Le 16 janvier 1972, Hans-Dietrich Genscher, ministre de l'Intérieur de la BRD (Bundesrepublik Deutschland) annonçait l’ordonnance prévoyant de bannir le terme « Fräulein » des documents officiels. À l'époque déjà le débat n’était pas nouveau : depuis la fin de la guerre, de nombreuses femmes demandaient à ne plus être appelées de cette manière. Dès 1954, Marie-Elisabeth Lüders, membre du FDP, avait déjà tenté, en vain, d'abolir ce terme, le jugeant discriminatoire. Pourtant, en Allemagne de l’Est, le terme n’existait plus dans l’administration depuis 1951.

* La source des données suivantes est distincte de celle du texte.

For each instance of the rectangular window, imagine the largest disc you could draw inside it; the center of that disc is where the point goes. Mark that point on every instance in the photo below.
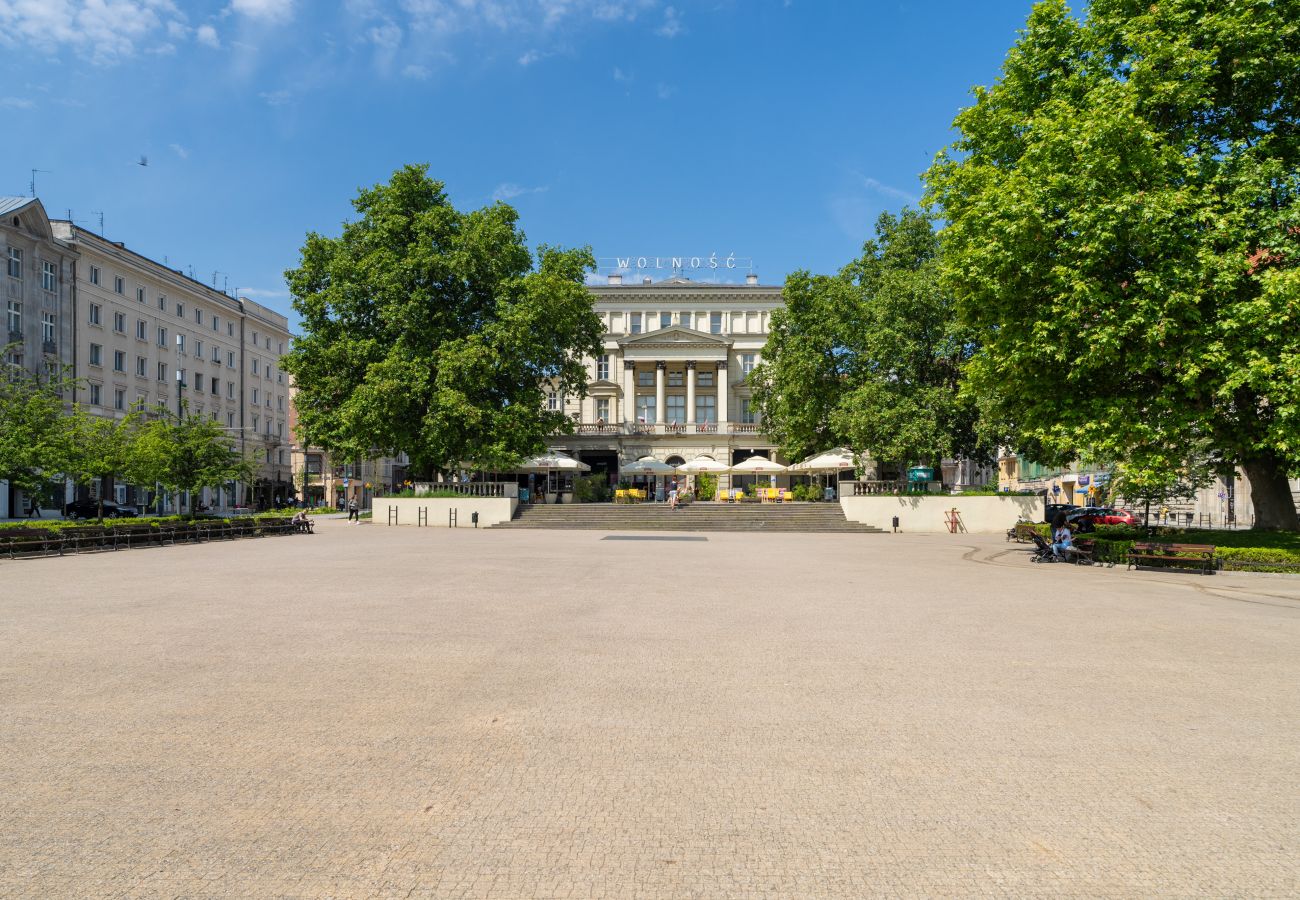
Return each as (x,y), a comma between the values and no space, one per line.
(706,409)
(676,409)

Aujourd’hui, « Fräulein » est très peu utilisé en allemand. Jugé impoli, le mot est progressivement tombé aux oubliettes depuis la fin du XXème siècle.
En France, le terme « mademoiselle » est encore régulièrement utilisé dans le langage courant, notamment à l'oral. En ce qui concerne les documents administratifs, bien que ce ne soit pas systématique, il arrive encore de recevoir un courrier sur lequel le nom est précédé de la notion « mademoiselle », lorsqu'il est adressé à une femme non-mariée. Il n'est aujourd’hui pas interdit par la loi de s’adresser à une femme par cette appellation.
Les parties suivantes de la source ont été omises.